University of Chicago Undergraduate Student Government
- Logo of the USG
- Institution: University of Chicago
- Location: Chicago, Illinois
- President: Elijah Jenkins
- Executive officers: Alex Fuentes (Executive Vice President); Benjamin Fica (College Council Chair); Kevin Guo (College Council Vice Chair); Timothy Lu (Board of Trustee Liaison) ; Andrea Pita Mendez (Vice President of Advocacy); Malaina Culbertson (Vice President of Student Affairs); Annie Yang (Vice President of Campus Life); Fred Lee (Vice President of Student Organizations);
- Website: www.uchicagocollegecouncil.com

= University of Chicago Undergraduate Student Government =

Student government in the United States

The University of Chicago Undergraduate Student Government (USG) is the student government of the Undergraduate Student Association, which comprises all students of the College at the University of Chicago. The USG is led by the Cabinet, composed of elected and appointed officers, and its representative body is the College Council, composed of elected representatives from all class years. It allocates over $2 million USD per year to Registered Student Organizations (RSOs), sports clubs and other student initiatives, and promotes and sponsors initiatives addressing issues on campus via its various committees.

== History ==

=== Executive pay controversy ===
In spring 2018, the student government voted to pass the Executive Leadership Remuneration Act (ELRA), which would pay the student body president and vice presidents a total of $9000 per year, to be paid by Student Life Fees collected from the undergraduate body. The move was widely unpopular among the student population and was seen as self-serving, leading to a grassroots effort to trigger a school-wide referendum on repealing the ELRA bill. Ultimately, the referendum succeeded and the ELRA was repealed by a large margin (the vote count was 1,138 to 531).

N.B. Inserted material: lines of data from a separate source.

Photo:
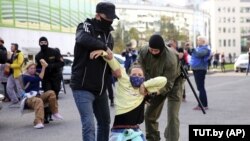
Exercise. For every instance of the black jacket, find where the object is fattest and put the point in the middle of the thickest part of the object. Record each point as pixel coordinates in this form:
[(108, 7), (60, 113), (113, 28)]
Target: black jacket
[(3, 55), (55, 63), (90, 75)]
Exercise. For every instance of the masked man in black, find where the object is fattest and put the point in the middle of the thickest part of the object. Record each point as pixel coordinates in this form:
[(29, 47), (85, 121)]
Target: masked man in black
[(52, 76)]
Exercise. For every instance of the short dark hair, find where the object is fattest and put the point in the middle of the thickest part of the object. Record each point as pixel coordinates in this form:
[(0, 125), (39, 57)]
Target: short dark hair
[(15, 45)]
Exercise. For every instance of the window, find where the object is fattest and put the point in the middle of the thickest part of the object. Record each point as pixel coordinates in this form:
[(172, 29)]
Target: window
[(241, 20), (219, 30), (241, 10), (233, 20), (233, 9), (224, 9), (248, 20), (219, 9)]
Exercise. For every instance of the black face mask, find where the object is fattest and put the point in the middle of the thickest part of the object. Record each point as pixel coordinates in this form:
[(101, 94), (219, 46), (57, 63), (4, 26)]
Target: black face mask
[(156, 55), (44, 47), (104, 24)]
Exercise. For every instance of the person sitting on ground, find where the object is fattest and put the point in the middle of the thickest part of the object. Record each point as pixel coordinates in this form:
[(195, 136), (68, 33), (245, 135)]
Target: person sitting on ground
[(33, 99), (130, 98)]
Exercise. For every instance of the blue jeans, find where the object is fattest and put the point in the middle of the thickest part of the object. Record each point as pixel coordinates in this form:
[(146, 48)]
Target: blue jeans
[(199, 76), (133, 135), (89, 105)]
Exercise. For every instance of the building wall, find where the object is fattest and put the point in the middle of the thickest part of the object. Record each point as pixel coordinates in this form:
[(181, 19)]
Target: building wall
[(230, 28), (146, 16), (25, 21)]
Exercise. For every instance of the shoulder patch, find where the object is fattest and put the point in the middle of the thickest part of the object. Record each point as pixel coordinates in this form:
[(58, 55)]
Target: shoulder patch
[(86, 27)]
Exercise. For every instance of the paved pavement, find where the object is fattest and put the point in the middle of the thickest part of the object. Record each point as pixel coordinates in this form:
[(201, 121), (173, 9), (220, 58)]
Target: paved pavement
[(228, 97)]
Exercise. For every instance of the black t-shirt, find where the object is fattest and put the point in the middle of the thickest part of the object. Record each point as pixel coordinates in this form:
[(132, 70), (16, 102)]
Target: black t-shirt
[(134, 117)]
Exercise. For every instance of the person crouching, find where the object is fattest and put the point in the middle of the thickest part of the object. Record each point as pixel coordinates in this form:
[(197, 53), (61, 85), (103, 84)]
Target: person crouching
[(32, 99)]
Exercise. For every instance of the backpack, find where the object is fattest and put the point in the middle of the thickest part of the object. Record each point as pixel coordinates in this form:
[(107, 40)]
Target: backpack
[(3, 56), (208, 56)]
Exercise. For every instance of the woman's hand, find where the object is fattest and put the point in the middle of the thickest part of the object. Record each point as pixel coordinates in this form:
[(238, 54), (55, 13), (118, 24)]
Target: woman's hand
[(95, 54), (143, 90)]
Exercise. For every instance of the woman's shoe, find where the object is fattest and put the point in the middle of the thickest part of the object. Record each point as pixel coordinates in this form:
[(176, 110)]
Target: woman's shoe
[(39, 126)]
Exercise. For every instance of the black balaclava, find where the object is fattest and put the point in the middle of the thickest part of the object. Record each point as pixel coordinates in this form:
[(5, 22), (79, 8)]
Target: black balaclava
[(104, 24), (43, 47), (156, 42)]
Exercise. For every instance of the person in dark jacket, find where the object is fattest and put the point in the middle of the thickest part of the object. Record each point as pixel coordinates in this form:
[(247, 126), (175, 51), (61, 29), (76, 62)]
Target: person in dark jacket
[(89, 77), (199, 65), (158, 60), (52, 76), (3, 77)]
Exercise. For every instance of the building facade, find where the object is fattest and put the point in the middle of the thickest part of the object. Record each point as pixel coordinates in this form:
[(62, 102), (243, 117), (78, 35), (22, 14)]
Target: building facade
[(230, 28), (25, 21), (144, 15)]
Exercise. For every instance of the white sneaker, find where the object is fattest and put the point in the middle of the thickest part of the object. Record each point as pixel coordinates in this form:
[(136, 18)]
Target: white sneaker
[(57, 116), (39, 126)]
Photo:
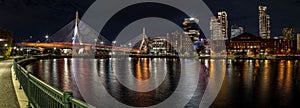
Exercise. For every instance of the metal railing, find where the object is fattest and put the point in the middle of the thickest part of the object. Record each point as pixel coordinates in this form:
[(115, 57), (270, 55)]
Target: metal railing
[(42, 95)]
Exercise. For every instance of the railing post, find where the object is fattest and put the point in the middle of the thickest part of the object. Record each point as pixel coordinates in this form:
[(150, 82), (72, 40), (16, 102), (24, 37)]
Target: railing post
[(28, 90), (66, 101)]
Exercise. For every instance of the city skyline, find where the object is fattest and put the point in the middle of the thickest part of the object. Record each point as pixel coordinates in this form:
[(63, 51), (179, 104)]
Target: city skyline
[(47, 18)]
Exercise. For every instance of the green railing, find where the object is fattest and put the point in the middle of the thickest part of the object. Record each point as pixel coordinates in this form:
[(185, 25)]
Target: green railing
[(42, 95)]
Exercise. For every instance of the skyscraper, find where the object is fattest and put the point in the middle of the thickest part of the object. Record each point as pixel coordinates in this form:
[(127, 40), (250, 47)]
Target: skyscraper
[(219, 33), (236, 30), (264, 22), (219, 26), (222, 17)]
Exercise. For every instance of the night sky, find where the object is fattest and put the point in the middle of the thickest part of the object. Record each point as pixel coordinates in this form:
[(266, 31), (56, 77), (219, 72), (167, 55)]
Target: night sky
[(37, 18)]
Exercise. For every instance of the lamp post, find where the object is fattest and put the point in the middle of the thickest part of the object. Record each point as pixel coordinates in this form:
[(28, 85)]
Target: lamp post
[(114, 43), (47, 38)]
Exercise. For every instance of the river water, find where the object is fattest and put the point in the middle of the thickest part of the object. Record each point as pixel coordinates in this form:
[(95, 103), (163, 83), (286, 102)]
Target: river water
[(167, 82)]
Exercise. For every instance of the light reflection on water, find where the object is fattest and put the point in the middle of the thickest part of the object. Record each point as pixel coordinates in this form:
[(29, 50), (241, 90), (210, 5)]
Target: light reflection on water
[(247, 83)]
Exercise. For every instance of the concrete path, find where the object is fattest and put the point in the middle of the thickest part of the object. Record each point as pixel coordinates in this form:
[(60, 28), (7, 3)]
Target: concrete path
[(8, 97)]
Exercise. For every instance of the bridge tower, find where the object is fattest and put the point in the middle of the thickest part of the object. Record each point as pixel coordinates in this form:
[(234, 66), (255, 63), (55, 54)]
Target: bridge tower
[(76, 36), (144, 44)]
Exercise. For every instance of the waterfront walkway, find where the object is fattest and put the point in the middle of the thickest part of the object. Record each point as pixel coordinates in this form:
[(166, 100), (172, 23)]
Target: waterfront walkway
[(8, 97)]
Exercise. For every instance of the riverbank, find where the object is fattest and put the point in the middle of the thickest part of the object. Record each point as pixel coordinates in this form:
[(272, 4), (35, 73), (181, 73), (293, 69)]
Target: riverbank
[(8, 98)]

=== Undergraduate/Graduate Student Government split ===
In 2021, the Initiative Development and Executive Augmentation (IDEA) Act, which restructures the current student government into separate undergraduate and graduate student governments, was passed by the College Council.

== Cabinet ==
The Cabinet consists of the President, Executive Vice President, College Council Chair, College Council Vice Chair, Board of Trustees Liaison, Vice President of Advocacy, Vice President of Student Affairs, Vice President of Student Life, and Vice President of Student Organizations. The position of the Vice President of Student Organizations is an appointed position by committees of the Undergraduate Student Government focusing on RSOs.